A field experiment was conducted at seven distinct locations of north-eastern states of India to assess the effect of organic versus traditional production practices on plant growth, yield and quality attributes of turmeric cv. Megha Turmeric-1 and ginger cv. Nadia for two consecutive years during 2011-13. Among the treatments, organic practices i.e., seed rhizomes treated with  Trichoderma harzianum   (at 5 g kg−1 seed rhizome and soil application of organic manure {FYM (7.5 t ha−1) + vermicompost (2 t ha−1) + Neemcake (250 kg ha−1)} enriched with PSB (phosphorous solubulizing bacteria) and  Azospirillum  at the rate of 10 kg ha−1 each was found to be superior over traditional practices (without any use of organic manure and biofertilizers).
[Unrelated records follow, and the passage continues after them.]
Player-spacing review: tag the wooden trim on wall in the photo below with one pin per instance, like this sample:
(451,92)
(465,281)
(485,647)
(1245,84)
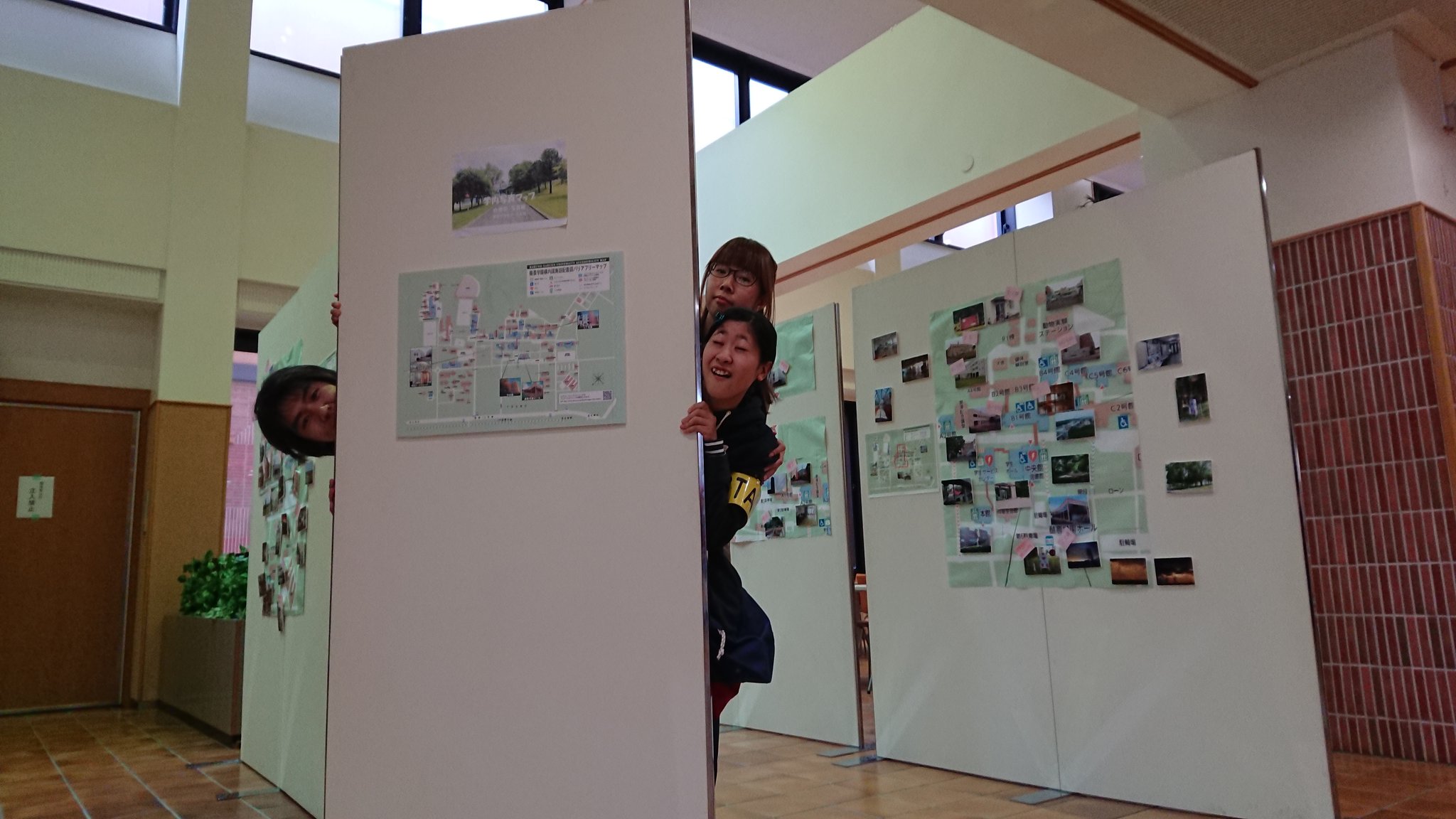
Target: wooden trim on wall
(1178,41)
(1004,190)
(139,401)
(1436,330)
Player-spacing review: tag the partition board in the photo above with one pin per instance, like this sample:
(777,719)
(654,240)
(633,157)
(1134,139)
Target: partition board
(286,668)
(516,633)
(1200,698)
(805,587)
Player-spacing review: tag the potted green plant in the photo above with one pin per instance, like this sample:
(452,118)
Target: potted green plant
(203,645)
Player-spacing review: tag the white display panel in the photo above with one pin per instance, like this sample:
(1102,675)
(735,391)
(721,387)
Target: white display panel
(1200,698)
(514,633)
(805,587)
(1219,678)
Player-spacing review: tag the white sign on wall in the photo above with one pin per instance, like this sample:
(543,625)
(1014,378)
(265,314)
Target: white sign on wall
(36,498)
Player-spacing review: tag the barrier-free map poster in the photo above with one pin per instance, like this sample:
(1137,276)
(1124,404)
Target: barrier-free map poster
(1042,471)
(519,346)
(796,502)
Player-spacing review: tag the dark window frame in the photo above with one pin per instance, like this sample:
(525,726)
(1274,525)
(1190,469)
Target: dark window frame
(411,23)
(746,68)
(169,15)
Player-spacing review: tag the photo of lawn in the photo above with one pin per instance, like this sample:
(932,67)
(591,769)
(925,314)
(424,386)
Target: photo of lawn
(508,188)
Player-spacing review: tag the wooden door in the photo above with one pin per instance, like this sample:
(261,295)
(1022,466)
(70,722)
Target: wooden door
(63,580)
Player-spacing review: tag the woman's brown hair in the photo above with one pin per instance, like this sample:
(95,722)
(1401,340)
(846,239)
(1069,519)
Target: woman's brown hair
(743,254)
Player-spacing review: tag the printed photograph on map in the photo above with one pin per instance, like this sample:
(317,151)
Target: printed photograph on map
(957,449)
(1074,426)
(884,405)
(1129,572)
(968,373)
(1193,397)
(975,540)
(1071,469)
(1157,353)
(1083,554)
(1043,560)
(1064,398)
(886,346)
(956,493)
(501,188)
(1190,476)
(1062,295)
(1071,512)
(1012,496)
(1174,570)
(915,369)
(968,318)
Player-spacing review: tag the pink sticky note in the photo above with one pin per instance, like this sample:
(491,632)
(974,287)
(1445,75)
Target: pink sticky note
(1065,538)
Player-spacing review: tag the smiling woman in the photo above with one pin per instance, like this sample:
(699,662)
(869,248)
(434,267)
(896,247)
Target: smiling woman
(296,410)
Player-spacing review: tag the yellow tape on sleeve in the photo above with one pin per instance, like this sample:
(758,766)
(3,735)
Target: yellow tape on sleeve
(743,491)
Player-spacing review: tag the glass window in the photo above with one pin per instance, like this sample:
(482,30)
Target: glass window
(1034,210)
(440,15)
(715,102)
(152,12)
(764,95)
(983,229)
(315,33)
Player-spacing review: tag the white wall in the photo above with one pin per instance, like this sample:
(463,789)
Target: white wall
(1334,134)
(68,337)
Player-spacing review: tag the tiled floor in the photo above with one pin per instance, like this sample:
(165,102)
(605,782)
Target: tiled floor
(119,764)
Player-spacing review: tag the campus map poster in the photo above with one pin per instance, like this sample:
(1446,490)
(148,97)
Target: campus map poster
(794,503)
(901,461)
(1040,462)
(520,346)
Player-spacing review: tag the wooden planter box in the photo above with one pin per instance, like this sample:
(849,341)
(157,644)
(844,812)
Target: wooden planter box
(203,670)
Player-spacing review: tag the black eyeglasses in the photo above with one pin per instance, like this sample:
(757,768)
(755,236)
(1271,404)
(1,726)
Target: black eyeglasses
(743,277)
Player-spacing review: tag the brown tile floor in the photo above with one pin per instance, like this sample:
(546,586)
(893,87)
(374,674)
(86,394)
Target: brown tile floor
(123,764)
(134,766)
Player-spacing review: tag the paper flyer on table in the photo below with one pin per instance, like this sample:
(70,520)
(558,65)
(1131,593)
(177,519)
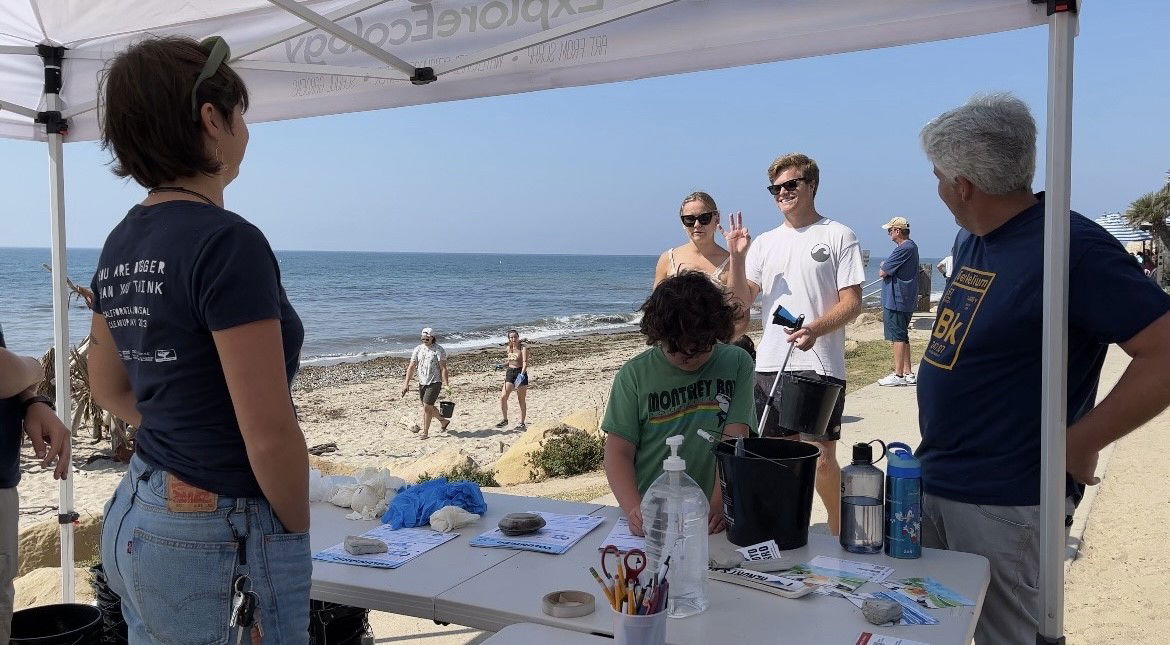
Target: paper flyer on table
(912,613)
(867,570)
(620,537)
(867,638)
(557,536)
(813,575)
(403,546)
(928,592)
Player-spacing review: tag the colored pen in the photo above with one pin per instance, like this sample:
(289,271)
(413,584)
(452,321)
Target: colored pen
(605,588)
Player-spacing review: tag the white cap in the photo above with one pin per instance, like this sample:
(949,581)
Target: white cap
(674,462)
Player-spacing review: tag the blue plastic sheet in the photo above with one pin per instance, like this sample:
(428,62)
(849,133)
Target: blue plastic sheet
(413,506)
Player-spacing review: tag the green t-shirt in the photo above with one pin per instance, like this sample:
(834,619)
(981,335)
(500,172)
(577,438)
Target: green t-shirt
(653,399)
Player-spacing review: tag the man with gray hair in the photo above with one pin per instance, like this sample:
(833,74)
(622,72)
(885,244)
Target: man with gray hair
(979,381)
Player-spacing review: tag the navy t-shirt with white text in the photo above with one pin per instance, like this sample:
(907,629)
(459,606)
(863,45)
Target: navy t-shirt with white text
(981,377)
(169,275)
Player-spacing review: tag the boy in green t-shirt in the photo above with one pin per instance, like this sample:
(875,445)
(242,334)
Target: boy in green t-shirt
(688,381)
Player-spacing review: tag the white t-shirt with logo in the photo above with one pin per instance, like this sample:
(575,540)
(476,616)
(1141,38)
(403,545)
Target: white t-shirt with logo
(428,363)
(803,269)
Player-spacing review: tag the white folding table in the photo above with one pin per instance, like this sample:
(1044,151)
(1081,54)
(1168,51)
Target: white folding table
(412,588)
(528,633)
(510,592)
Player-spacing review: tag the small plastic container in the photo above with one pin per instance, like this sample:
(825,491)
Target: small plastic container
(639,630)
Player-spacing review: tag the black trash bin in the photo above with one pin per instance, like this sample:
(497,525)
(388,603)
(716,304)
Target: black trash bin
(768,493)
(64,624)
(335,624)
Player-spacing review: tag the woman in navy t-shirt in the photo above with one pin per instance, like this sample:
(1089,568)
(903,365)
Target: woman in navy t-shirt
(195,344)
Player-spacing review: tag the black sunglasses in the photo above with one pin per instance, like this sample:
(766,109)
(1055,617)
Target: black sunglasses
(703,218)
(217,53)
(790,185)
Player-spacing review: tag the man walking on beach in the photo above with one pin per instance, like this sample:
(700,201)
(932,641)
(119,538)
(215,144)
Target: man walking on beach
(22,412)
(899,295)
(811,266)
(979,383)
(431,362)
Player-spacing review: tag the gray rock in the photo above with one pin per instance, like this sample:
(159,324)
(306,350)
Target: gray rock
(356,544)
(521,523)
(725,561)
(880,611)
Under organic practice for turmeric, significant improvement was observed with 21.98, 17.42, 11.54 and 40.31% increase in yield (20.13 t ha−1), dry matter (19.34%), curcumin (5.44%) and oleoresin (16.86%) content, respectively, over traditional practices. Similarly in ginger, the increase in yield (19.29 t ha−1), dry matter (19.93%) and oleoresin content (6.62%) was recorded 36.54%, 12.81% and 6.04%, respectively, under organic over traditional practices. The difference of average annual temperature between lowest (23 m) and highest elevation (960 m) was 5.36 °C with non-significant (p < 0.05) correlation between elevation/temperature of testing locations to growth, yield and quality attributes of ginger and turmeric. Hence, under mid-hill conditions, yield and quality attributes of ginger and turmeric will not be affected significantly by rise in temperature due to global warming. Moreover, quality ginger and turmeric production in the region can be enhanced by promoting organic package of practices with ensuring the availability of quality inputs such as planting material, biofertilizers etc.